What These Violations Mean

The chemical storage violations are not bureaucratic paperwork failures. Toxic cleaning agents stored near or among food items, or in unlabeled containers, can contaminate food directly. The FDA and CDC both document cases of mass illness from exactly this scenario, where a chemical stored improperly near food service equipment caused acute poisoning in multiple customers before the source was identified. At Anejo Cocina Mexicana, inspectors found this problem severe enough to cite it under two separate regulatory categories.

The employee illness violations carry a different but equally serious risk. Norovirus, the most common cause of foodborne illness outbreaks in restaurant settings, spreads primarily through infected food workers who continue preparing food while symptomatic. Without a written health policy and without a manager enforcing it, there is no system in place to catch that scenario before food reaches a customer's table. The CDC identifies the absence of active managerial control as a factor in facilities with three times as many critical violations as those with it present.

Improperly cleaned food contact surfaces and multi-use utensils create a third vector.
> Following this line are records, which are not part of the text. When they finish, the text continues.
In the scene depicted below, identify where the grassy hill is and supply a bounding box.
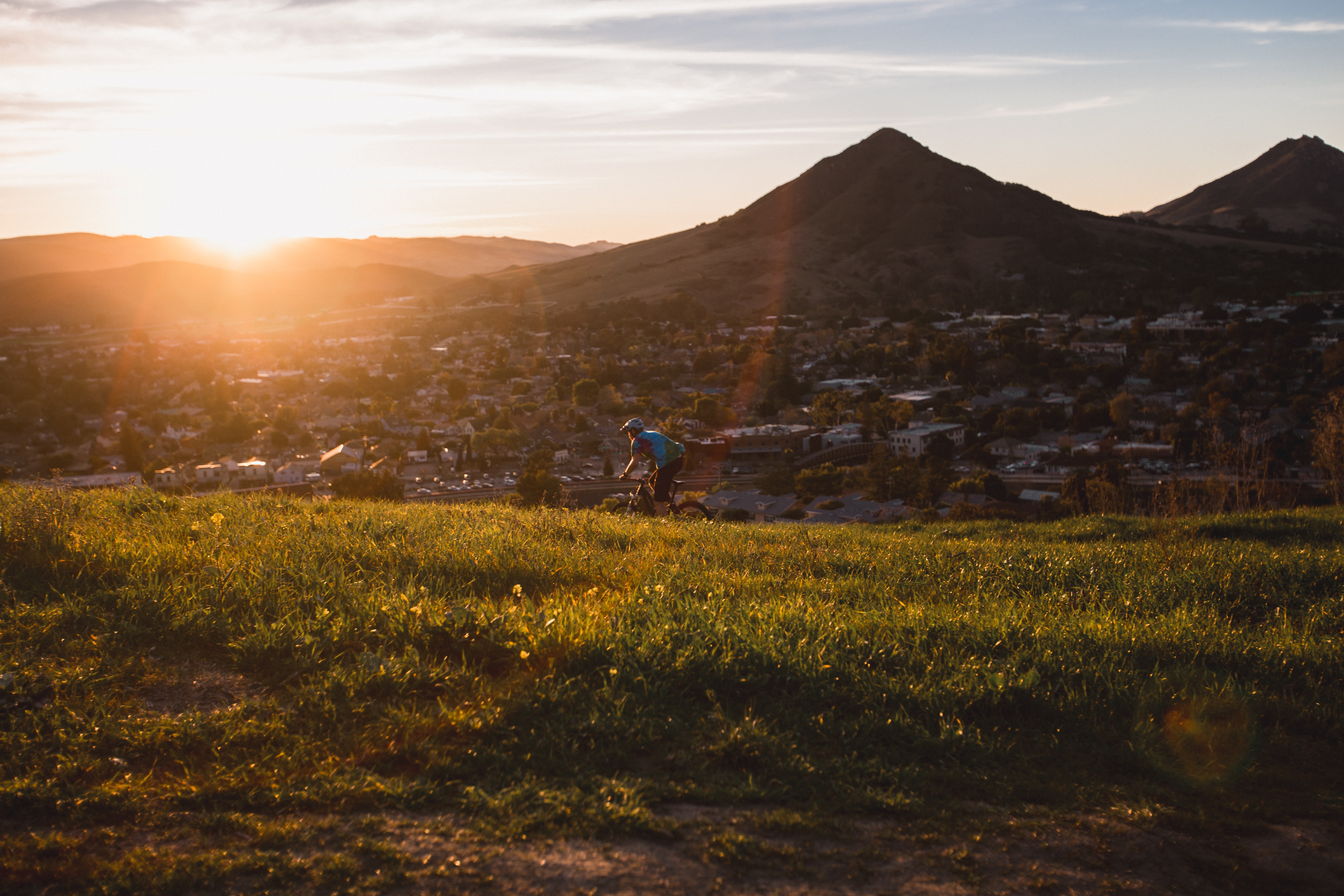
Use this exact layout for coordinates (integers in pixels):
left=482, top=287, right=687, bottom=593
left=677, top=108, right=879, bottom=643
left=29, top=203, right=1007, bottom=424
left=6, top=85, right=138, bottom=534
left=0, top=486, right=1344, bottom=892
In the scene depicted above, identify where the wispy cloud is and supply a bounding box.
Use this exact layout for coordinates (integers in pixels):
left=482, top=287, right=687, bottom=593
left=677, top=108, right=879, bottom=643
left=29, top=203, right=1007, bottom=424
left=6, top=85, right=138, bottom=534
left=977, top=97, right=1129, bottom=118
left=1162, top=19, right=1344, bottom=34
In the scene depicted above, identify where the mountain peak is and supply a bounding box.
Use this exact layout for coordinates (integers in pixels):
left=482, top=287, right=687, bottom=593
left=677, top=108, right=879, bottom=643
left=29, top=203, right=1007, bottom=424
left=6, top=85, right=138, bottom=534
left=1148, top=134, right=1344, bottom=232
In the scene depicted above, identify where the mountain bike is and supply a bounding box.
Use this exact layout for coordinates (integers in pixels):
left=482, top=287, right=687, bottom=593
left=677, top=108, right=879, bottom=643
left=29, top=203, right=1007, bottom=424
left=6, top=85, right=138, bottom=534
left=625, top=477, right=714, bottom=520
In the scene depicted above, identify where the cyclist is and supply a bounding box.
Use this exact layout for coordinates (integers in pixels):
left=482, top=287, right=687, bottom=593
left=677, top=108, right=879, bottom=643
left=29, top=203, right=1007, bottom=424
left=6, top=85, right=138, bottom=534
left=620, top=416, right=686, bottom=516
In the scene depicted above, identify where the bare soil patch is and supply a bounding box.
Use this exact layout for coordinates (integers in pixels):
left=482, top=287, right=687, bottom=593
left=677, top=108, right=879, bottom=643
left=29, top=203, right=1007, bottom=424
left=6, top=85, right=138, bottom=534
left=140, top=659, right=262, bottom=716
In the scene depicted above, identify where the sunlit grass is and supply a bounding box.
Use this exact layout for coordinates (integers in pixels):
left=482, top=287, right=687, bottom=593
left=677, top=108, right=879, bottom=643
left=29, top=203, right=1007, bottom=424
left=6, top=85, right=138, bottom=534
left=0, top=488, right=1344, bottom=849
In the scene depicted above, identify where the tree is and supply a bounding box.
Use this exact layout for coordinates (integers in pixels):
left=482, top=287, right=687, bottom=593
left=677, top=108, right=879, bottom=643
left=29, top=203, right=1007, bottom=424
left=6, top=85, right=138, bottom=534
left=691, top=348, right=723, bottom=375
left=332, top=470, right=405, bottom=501
left=859, top=445, right=924, bottom=501
left=472, top=426, right=527, bottom=459
left=438, top=373, right=466, bottom=402
left=1312, top=390, right=1344, bottom=504
left=859, top=445, right=899, bottom=504
left=515, top=447, right=564, bottom=506
left=120, top=420, right=145, bottom=470
left=793, top=462, right=844, bottom=501
left=1059, top=467, right=1090, bottom=513
left=692, top=395, right=732, bottom=426
left=812, top=390, right=854, bottom=426
left=573, top=379, right=602, bottom=407
left=1110, top=392, right=1138, bottom=430
left=751, top=451, right=794, bottom=494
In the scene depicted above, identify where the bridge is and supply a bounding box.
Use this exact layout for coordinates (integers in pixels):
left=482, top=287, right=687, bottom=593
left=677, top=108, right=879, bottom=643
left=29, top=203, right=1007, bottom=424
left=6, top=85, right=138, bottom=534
left=793, top=442, right=887, bottom=470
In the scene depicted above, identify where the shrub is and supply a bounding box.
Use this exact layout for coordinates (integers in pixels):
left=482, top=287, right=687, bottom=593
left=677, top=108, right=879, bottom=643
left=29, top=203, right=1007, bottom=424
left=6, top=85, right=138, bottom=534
left=332, top=470, right=406, bottom=501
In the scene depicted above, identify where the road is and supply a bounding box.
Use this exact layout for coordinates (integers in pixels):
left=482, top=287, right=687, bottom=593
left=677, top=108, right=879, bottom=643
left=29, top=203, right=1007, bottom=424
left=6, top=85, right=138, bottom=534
left=406, top=470, right=1324, bottom=508
left=406, top=473, right=754, bottom=506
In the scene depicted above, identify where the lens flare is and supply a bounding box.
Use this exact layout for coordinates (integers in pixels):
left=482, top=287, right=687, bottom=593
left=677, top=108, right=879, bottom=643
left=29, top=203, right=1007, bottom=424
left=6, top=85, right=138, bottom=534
left=1134, top=669, right=1257, bottom=787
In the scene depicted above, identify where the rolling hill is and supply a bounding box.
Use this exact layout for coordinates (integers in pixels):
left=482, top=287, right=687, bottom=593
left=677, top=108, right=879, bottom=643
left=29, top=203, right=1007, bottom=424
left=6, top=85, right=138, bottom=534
left=0, top=234, right=618, bottom=281
left=0, top=261, right=449, bottom=328
left=0, top=234, right=616, bottom=326
left=448, top=128, right=1322, bottom=316
left=1148, top=134, right=1344, bottom=234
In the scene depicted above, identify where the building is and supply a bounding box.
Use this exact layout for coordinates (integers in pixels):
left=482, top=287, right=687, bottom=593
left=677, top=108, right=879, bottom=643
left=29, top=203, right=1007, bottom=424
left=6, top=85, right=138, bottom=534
left=50, top=473, right=145, bottom=490
left=320, top=442, right=364, bottom=476
left=234, top=457, right=270, bottom=489
left=887, top=423, right=966, bottom=457
left=700, top=490, right=797, bottom=523
left=722, top=423, right=816, bottom=461
left=151, top=465, right=195, bottom=489
left=196, top=458, right=238, bottom=489
left=808, top=423, right=863, bottom=449
left=1068, top=343, right=1129, bottom=363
Bacterial biofilms can develop on surfaces within 24 hours of inadequate cleaning and are resistant to standard sanitizers once established. A cutting board, a prep surface, a utensil used across multiple dishes without proper sanitation becomes a transfer point for pathogens with each use.

The consumer advisory violation is specific to menu items containing raw or undercooked ingredients. Without that notice, a pregnant woman, an elderly customer, or someone with a compromised immune system has no way of knowing which dishes carry elevated risk.

Open for Business

State records show Anejo Cocina Mexicana has never been emergency-closed in its inspection history, despite accumulating nine high-severity violations on three separate inspection dates and eleven on a fourth.

After the April 27 inspection, the restaurant remained open.